Inconcepibile la reclusione di minori in OPG:

"Nonostante le rassicurazioni del Ministero della salute non si può pensare che la reclusione all'interno di ospedali psichiatrici giudiziari sia una valida soluzione al problema dei minori sottoposti a provvedimento penale e portatori di disturbi del comportamento - lo dichiara Tiziana Valpiana, capogruppo di Rifondazione Comunista in Commissione Affari Sociali alla Camera e nella Commissione bicamerale per l'infanzia, dopo la risposta all' interrogazione  posta al Ministro della salute, in merito alla presenza di minori nell'OPG di  Castiglione delle Siviere. - Nel luglio 2004, sulla base di una convenzione tra il Ministero della Giustizia e la ASL di Mantova, che gestisce l'Ospedale Psichiatrico Giudiziario, si è istituito, all'interno dell'OPG stesso, una sezione per accogliere minori autori di reato e di difficile gestione in istituti minorili o in comunità.
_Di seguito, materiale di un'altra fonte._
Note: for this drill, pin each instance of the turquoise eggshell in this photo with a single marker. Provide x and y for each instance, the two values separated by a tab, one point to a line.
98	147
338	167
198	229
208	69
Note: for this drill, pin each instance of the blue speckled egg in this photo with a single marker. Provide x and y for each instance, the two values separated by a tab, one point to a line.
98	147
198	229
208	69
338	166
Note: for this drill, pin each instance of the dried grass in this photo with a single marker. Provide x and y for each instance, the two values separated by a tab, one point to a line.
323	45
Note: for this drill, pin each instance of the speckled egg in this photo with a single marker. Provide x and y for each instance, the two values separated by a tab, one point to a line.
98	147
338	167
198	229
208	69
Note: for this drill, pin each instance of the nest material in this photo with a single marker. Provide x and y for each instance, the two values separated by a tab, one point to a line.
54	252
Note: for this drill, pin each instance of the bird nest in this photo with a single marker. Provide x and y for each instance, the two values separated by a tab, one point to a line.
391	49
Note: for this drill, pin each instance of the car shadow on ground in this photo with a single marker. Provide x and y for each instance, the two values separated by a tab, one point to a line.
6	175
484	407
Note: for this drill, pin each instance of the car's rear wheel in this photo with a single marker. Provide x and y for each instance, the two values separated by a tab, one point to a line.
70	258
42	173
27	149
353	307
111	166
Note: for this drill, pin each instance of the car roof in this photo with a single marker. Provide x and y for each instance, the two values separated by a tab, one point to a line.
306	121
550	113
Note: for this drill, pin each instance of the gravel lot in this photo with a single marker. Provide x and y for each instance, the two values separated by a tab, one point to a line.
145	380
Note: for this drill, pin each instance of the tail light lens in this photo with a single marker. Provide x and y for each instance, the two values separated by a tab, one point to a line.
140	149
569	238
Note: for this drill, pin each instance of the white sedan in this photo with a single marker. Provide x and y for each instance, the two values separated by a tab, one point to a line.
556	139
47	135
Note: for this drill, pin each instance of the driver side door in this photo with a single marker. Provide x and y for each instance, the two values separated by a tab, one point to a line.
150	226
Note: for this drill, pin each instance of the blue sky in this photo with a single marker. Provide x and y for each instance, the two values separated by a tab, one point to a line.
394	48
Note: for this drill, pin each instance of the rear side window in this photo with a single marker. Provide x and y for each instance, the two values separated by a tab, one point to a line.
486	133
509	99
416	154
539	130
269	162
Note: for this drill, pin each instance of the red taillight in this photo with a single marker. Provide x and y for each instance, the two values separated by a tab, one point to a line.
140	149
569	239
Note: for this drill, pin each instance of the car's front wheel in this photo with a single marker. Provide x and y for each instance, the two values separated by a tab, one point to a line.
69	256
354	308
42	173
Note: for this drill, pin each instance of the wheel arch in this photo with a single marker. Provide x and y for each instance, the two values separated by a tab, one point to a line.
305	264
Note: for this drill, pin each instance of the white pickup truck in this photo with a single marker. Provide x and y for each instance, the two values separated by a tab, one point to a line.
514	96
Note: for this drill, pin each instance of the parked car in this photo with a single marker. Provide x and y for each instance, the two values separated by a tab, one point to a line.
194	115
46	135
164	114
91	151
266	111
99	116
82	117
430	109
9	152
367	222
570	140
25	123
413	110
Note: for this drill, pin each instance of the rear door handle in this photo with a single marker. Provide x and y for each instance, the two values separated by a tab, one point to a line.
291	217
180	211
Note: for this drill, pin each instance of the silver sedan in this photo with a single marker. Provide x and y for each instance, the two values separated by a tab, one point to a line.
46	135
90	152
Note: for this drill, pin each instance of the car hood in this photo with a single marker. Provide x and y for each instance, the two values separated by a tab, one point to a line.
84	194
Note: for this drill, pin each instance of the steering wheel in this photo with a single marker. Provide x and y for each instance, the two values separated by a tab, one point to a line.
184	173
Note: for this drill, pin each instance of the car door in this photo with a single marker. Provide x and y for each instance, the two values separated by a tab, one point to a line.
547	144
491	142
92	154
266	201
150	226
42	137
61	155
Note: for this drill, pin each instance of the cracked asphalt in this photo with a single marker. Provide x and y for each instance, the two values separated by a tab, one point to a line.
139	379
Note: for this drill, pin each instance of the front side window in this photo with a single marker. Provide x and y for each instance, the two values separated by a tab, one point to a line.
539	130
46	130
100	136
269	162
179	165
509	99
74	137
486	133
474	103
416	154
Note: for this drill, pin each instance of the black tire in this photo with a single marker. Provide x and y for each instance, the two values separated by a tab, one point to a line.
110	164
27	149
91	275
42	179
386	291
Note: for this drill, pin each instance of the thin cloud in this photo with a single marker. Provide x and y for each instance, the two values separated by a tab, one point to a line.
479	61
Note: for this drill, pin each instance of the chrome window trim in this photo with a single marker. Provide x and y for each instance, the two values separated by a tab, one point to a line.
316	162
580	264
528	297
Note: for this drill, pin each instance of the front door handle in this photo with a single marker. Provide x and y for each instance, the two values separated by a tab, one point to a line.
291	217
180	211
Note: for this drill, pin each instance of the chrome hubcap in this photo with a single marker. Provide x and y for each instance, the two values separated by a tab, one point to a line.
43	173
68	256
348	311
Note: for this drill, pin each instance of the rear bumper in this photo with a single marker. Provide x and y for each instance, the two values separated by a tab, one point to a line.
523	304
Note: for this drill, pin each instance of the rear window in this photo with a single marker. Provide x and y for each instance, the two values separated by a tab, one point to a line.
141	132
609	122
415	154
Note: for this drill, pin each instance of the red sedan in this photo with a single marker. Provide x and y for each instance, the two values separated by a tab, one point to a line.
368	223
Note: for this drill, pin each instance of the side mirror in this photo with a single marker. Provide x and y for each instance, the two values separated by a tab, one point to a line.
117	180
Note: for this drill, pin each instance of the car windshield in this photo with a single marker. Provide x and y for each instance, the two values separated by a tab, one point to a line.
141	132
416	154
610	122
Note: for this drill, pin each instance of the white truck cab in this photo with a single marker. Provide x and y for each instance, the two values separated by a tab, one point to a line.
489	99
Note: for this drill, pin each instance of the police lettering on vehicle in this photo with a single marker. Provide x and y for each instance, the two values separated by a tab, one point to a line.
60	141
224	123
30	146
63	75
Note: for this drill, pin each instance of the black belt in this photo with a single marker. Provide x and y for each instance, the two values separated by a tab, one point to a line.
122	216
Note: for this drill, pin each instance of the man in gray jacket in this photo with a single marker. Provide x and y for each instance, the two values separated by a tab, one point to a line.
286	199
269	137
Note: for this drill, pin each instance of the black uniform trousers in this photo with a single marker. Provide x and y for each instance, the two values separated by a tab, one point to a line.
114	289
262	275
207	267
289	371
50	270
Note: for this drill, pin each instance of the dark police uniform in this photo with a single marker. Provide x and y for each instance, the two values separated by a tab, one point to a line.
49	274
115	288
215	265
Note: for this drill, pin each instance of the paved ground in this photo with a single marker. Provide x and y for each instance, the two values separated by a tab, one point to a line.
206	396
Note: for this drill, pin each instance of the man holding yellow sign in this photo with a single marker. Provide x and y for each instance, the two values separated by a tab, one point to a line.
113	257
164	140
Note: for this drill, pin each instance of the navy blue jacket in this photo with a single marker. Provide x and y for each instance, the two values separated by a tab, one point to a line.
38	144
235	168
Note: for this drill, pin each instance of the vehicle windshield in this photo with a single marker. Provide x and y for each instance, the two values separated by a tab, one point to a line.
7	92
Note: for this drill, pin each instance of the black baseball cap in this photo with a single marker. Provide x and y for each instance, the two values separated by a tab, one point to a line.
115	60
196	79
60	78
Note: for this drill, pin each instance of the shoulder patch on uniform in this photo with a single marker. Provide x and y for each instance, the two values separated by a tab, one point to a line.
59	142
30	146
Per fare spazio a questa comunità, che fino al dicembre 2004 contava la presenza di otto minori, prevalentemente di origine extracomunitaria - spiega Valpiana - È stata ricavata un'area all'interno della sezione femminile con particolari difficoltà perché i minori non possono avere contatti con gli adulti. È pericoloso che, viste le spinte giustizialiste del governo e del Ministro Castelli, il Ministero della Salute possa essere sottoposto alle pressioni securitarie del Ministero della Giustizia, e - conclude Valpiana - è inconcepibile che, invece di pensare a strutture di recupero la soluzione trovata sia la reclusione all'interno di ospedali psichiatrici giudiziari, in netta violazione della normativa che non consente il ricovero dei minori in queste strutture."